Not very catchily named for its two main features, the Nam Et River and Mount Phou Louey, this is the largest of 20 protected areas in Laos: nearly 6,000 square kilometres of forested mountains spanning three different provinces. To safeguard the delicate ecosystems and biodiversity of the region, access to these forests is restricted to organised tours – and there are some amazing options to choose from. One of our favourites takes you into the jungle by night, travelling by longtail boat as you keep your eyes peeled for its nocturnal residents. Another takes you trekking through the cloud forests to the Poung Nyied salt lick, a wildlife hotspot where you can sleep in hanging “nests” in the trees nearby.

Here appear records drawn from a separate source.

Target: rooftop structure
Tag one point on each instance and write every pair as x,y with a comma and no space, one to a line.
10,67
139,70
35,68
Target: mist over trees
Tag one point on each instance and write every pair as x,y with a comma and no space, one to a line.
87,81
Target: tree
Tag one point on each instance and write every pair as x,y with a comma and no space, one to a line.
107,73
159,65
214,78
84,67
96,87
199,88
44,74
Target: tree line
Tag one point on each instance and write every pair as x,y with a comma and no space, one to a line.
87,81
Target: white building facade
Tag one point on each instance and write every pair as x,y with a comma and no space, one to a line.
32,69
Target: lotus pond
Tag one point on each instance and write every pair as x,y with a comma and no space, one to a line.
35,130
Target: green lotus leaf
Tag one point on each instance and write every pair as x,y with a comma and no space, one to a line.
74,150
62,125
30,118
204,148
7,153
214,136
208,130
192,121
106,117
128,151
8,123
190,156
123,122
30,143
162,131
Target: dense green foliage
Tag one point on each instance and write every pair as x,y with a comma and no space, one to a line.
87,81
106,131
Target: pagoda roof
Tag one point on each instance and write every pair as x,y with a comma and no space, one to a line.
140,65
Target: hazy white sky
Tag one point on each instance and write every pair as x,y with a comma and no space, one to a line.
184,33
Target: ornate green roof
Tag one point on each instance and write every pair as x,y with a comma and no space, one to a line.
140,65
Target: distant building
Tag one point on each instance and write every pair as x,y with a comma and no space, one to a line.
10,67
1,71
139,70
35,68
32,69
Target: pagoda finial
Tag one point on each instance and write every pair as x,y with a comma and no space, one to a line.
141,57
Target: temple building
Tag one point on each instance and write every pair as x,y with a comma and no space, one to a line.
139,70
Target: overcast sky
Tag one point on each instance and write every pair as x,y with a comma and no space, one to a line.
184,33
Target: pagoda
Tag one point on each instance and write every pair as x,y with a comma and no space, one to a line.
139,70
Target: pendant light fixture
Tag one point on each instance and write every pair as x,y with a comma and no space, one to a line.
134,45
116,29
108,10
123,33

Nam Et-Phou Louey is one of the last remaining habitats for countless endangered species, including Asiatic black bears, slow loris, white-cheeked gibbons, and perhaps even Indochinese tigers (though in the latter case, no camera trap photos have been caught in over a decade). We like to think they’re still out there – but regardless, protecting this ecosystem is imperative to the survival of countless species, and ecotourism may be the only answer. A trip to the jungle isn’t just one of the most memorable experiences you can have in Laos: it’s a way to ensure its survival.